Kalkınmanın yol haritası

Kalkınmanın yol haritası

Türkiye kuruluşunun ikinci yüzyılına geçerken, bugün içinde bulunduğumuz siyasi, sosyal ve ekonomik sorunlardan kurtulması ve gelişmiş bir ülke seviyesine çıkması hiç de zor değil. Niyet önemlidir. Bu çerçevede;

Büyüme değil, kalkınmayı hedef almalıyız.

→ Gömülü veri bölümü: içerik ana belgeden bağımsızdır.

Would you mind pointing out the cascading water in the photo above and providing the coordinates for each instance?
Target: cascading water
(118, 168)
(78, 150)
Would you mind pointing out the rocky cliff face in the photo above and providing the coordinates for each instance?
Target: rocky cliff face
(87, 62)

Kalkınma GSYH’da büyüme yanında, sosyal gelişme, insani değerlerin artması ve demokrasiyi de kriter alan bir göstergedir. Uygulamada demokrasi talebi olmayan toplumlarda, büyüme ve kalkınma olsa da, sonuna kadar gitmiyor ve kesintiye uğruyor.

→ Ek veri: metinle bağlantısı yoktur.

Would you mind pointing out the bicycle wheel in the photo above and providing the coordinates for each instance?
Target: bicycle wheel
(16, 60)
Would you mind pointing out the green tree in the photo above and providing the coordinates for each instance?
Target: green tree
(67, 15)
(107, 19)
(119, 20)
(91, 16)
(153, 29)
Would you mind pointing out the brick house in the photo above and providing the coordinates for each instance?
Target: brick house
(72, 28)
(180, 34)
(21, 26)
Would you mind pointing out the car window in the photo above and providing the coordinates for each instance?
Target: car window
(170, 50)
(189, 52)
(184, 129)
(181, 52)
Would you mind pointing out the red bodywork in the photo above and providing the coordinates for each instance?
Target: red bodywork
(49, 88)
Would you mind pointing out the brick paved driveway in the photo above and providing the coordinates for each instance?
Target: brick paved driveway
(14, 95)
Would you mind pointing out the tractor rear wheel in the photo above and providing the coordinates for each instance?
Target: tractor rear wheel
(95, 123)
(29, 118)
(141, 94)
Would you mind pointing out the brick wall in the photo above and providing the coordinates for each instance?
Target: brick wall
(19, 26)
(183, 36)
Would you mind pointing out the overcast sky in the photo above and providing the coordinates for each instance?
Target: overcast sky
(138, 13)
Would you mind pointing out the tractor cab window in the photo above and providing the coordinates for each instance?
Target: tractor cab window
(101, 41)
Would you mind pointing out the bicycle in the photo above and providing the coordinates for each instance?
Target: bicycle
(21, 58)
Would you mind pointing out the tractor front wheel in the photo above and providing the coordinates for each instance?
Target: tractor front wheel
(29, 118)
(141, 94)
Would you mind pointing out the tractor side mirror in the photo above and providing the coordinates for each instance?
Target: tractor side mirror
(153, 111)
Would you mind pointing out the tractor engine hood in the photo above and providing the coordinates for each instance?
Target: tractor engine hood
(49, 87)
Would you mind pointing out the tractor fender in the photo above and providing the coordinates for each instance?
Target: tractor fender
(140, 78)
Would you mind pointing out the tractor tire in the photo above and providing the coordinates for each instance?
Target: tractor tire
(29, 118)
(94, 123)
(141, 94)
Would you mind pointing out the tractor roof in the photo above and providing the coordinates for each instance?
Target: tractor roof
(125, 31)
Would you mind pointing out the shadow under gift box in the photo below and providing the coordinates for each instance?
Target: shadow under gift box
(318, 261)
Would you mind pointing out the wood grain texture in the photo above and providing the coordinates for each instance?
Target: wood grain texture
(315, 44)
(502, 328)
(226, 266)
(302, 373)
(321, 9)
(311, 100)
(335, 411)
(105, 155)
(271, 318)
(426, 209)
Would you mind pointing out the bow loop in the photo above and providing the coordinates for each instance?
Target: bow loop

Türkiye yeniden kalkınma planları yapmalı ve kalkınma politikalarına dönmelidir.

Yerimiz Batı olmalıdır;

Demokrasinin ve bağımsız yargının olduğu tüm Batı ülkeleri kalkınmış, demokrasinin olmadığı tüm İslam ülkeleri, Asya toplumları kalkınmamış ülkelerdir.

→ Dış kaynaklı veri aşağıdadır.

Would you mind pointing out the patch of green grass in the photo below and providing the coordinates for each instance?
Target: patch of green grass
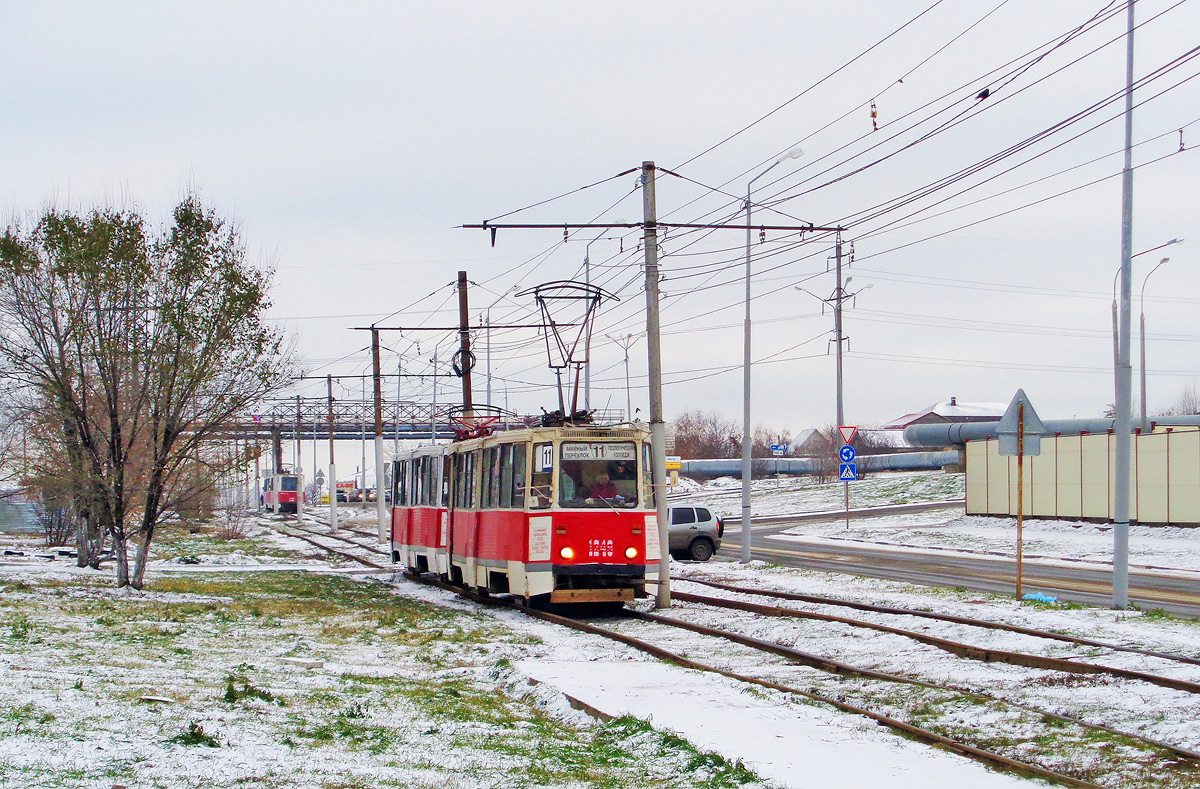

İnsanlığın birlikte yaşamasının, devlet kurmasının nedeni, herkesin daha güvenli, müreffeh ve mutlu yaşamasını sağlamaktır. Demokrasinin olmadığı, faşist Hitler, komünist Stalin dönemlerinde ölenler ve ezilenler halk olmuştur. Ekonomik olarak da, Sovyetler Birliği’nde halk 70 yıl sürünmüştür.

İran’da Mollaların ve devrim muhafızlarının ellerindeki sopa, Demokles’in Kılıcı gibi halkın başındadır.

Şili, Pinochet döneminde bazı yıllarda büyüme yaşadı ve fakat çok sayıda insan hakları ihlalleri oldu. Düşünce özgürlüğü kısıtlandı. Büyüme topluma yansımadı.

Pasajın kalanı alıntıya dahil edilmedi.